Dodging the usual traps
Tueni qualifies his harsh assessment by saying it will only be a problem, “unless UG goes with local editions in each country, like they did with Alwaseet or Layalina.” Which is how UG convinced Prouvost to grant them the license for the region.
“We believed from the start that the magazine should be local, so we approached Prouvost in December 2006 with a business model completely different from those based on a pan-Arab strategy,” says Elie Wakim, UG’s group magazines managing director.
The plan is simple: 70 percent of the magazine is developed in the central content unit in Beirut, with 30 percent produced in Lebanon and 40 percent sent by Marie Claire from outside the region. Editorial teams in individual markets in the region develop the other 30 percent. All flat plans and contents, including stories imported from abroad, are sent to each country’s editor to be localized.
“We organize focus groups to see what interests readers and we develop content accordingly,” says Wakim. “We do not do a magazine we like; we do one that our readers will like.”
UG already has such teams in Kuwait and the UAE – where a second edition was launched last November – and will proceed similarly with each of the three or four other markets it plans to hit in 2009.
“We expect 60 percent of our total ad revenue to be generated in local markets through local distributors’ budgets,” says Wakim, who says his team managed to give the magazine an overall harmony that will seduce wealthy readers.
Enticing the readers
Marie Claire hopes to target high-end readers. This may seem surprising since the title “is a Glamour, not a Vogue; Marie Claire simply isn’t an elitist brand,” says Naufal, who says she regrets that publishers constantly overlook the middle-market segment. This may also be a mistake because, according to Tueni, “the elite would rather read the original magazines in English or in French.”

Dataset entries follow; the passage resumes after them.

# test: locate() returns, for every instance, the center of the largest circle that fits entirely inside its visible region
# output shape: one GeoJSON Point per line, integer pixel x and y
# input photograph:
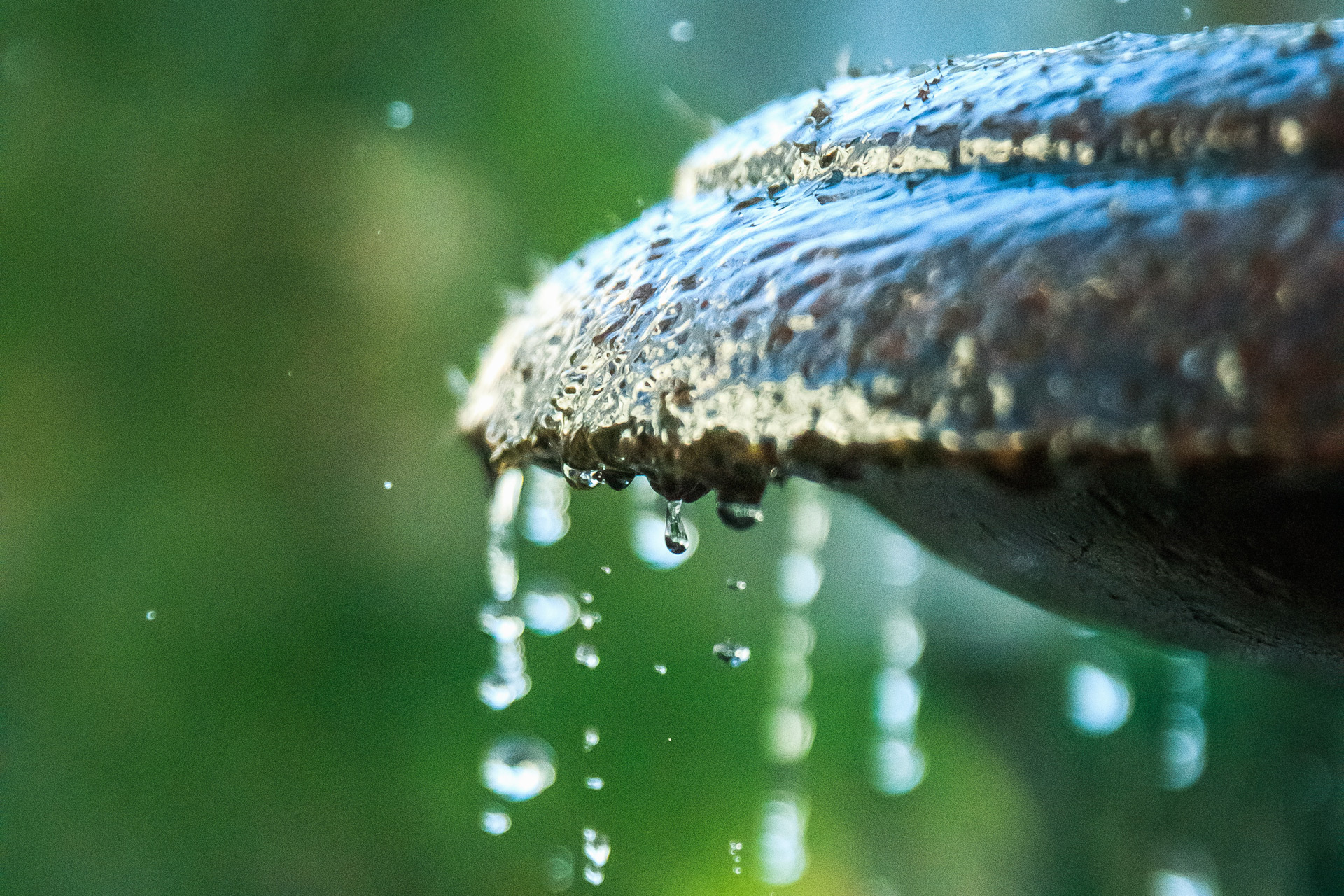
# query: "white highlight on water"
{"type": "Point", "coordinates": [1098, 700]}
{"type": "Point", "coordinates": [585, 654]}
{"type": "Point", "coordinates": [518, 767]}
{"type": "Point", "coordinates": [496, 822]}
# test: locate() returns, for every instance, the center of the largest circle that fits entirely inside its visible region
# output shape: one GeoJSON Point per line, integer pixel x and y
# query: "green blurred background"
{"type": "Point", "coordinates": [232, 293]}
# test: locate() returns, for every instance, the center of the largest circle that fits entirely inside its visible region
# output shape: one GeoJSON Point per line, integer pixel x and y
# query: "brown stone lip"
{"type": "Point", "coordinates": [1093, 352]}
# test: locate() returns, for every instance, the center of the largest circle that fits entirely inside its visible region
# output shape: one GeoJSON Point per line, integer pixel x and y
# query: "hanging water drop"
{"type": "Point", "coordinates": [518, 767]}
{"type": "Point", "coordinates": [739, 514]}
{"type": "Point", "coordinates": [675, 533]}
{"type": "Point", "coordinates": [587, 656]}
{"type": "Point", "coordinates": [582, 479]}
{"type": "Point", "coordinates": [619, 481]}
{"type": "Point", "coordinates": [733, 653]}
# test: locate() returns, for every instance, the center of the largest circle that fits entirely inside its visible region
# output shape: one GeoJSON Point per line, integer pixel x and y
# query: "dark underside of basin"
{"type": "Point", "coordinates": [1074, 318]}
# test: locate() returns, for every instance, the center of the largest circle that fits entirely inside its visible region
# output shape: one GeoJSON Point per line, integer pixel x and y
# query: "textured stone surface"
{"type": "Point", "coordinates": [1093, 352]}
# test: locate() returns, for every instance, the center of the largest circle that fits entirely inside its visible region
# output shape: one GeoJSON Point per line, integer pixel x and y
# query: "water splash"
{"type": "Point", "coordinates": [518, 767]}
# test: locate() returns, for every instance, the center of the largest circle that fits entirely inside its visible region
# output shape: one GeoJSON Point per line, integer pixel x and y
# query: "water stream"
{"type": "Point", "coordinates": [967, 773]}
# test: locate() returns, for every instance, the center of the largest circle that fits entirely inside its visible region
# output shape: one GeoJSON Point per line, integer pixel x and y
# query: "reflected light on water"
{"type": "Point", "coordinates": [550, 613]}
{"type": "Point", "coordinates": [518, 767]}
{"type": "Point", "coordinates": [546, 517]}
{"type": "Point", "coordinates": [899, 766]}
{"type": "Point", "coordinates": [783, 850]}
{"type": "Point", "coordinates": [1184, 739]}
{"type": "Point", "coordinates": [496, 822]}
{"type": "Point", "coordinates": [1098, 701]}
{"type": "Point", "coordinates": [1167, 883]}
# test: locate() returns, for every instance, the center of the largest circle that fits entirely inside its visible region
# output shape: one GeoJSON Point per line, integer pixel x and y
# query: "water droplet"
{"type": "Point", "coordinates": [518, 767]}
{"type": "Point", "coordinates": [559, 869]}
{"type": "Point", "coordinates": [550, 614]}
{"type": "Point", "coordinates": [596, 846]}
{"type": "Point", "coordinates": [400, 115]}
{"type": "Point", "coordinates": [673, 533]}
{"type": "Point", "coordinates": [733, 653]}
{"type": "Point", "coordinates": [650, 543]}
{"type": "Point", "coordinates": [495, 822]}
{"type": "Point", "coordinates": [587, 656]}
{"type": "Point", "coordinates": [582, 479]}
{"type": "Point", "coordinates": [739, 514]}
{"type": "Point", "coordinates": [619, 481]}
{"type": "Point", "coordinates": [1098, 701]}
{"type": "Point", "coordinates": [899, 766]}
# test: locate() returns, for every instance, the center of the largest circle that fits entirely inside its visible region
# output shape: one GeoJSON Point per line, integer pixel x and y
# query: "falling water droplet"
{"type": "Point", "coordinates": [739, 514]}
{"type": "Point", "coordinates": [733, 653]}
{"type": "Point", "coordinates": [400, 115]}
{"type": "Point", "coordinates": [495, 822]}
{"type": "Point", "coordinates": [675, 533]}
{"type": "Point", "coordinates": [518, 767]}
{"type": "Point", "coordinates": [547, 613]}
{"type": "Point", "coordinates": [596, 846]}
{"type": "Point", "coordinates": [587, 656]}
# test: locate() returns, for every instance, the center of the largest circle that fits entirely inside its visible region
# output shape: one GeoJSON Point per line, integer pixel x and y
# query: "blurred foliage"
{"type": "Point", "coordinates": [229, 296]}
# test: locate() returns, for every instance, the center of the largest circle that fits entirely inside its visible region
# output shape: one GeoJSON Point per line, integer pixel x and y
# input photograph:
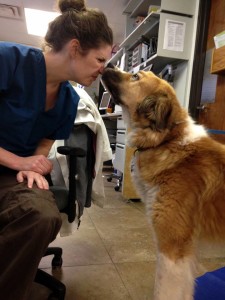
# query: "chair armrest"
{"type": "Point", "coordinates": [66, 150]}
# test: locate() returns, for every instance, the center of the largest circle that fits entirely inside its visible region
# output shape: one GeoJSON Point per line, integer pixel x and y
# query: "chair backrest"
{"type": "Point", "coordinates": [80, 152]}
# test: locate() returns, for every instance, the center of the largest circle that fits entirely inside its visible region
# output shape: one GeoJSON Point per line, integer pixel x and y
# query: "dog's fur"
{"type": "Point", "coordinates": [179, 173]}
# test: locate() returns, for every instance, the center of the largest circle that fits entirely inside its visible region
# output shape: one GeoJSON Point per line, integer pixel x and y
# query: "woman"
{"type": "Point", "coordinates": [37, 106]}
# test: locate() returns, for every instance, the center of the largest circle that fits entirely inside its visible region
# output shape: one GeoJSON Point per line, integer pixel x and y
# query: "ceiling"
{"type": "Point", "coordinates": [14, 29]}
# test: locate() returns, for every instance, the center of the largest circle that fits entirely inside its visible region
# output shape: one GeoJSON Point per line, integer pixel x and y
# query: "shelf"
{"type": "Point", "coordinates": [218, 61]}
{"type": "Point", "coordinates": [156, 63]}
{"type": "Point", "coordinates": [116, 56]}
{"type": "Point", "coordinates": [141, 9]}
{"type": "Point", "coordinates": [148, 24]}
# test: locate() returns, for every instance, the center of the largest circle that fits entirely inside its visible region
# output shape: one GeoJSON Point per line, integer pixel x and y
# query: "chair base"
{"type": "Point", "coordinates": [57, 287]}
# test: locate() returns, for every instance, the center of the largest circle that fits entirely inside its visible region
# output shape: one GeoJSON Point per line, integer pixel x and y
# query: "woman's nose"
{"type": "Point", "coordinates": [101, 69]}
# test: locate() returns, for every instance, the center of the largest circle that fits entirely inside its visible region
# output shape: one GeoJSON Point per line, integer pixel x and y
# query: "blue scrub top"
{"type": "Point", "coordinates": [23, 119]}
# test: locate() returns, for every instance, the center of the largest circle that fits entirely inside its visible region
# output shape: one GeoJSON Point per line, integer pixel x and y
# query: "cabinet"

However, confident that Arabic shouldn’t be solely considered a language for the masses and that sales of English titles are marginal in the region, UG chose to reach out to its core target, expecting 80 percent of Marie Claire’s 20,000-copy circulation to be based on subscription. “We know that any title merely put for sale on the shelves would require up to eight months to become established. So we put our database – out of which around 40 percent of the women fall under our target readers – to use,” says Wakim.
UG’s consultants call potential readers to inform them they will start receiving the magazine on a complimentary basis for six months. “This, added to high-quality contents, is how we build loyalty,” says Wakim who claims, not giving specific figures, that Marie Claire did extremely well in Kuwait for a new title’s first month and that circulation was boosted by 50 percent the following month.
Using the same model as UG’s other women’s magazine, Layalina, these first experiences will serve as a practice lap before heading to the real grand prize, the Saudi market. With an $8 million package for the region (and an around $1.5 million initial investment for the Kuwait edition) and backed by powerful AWI, Marie Claire at least seems better poised for the challenge than some of its competitors.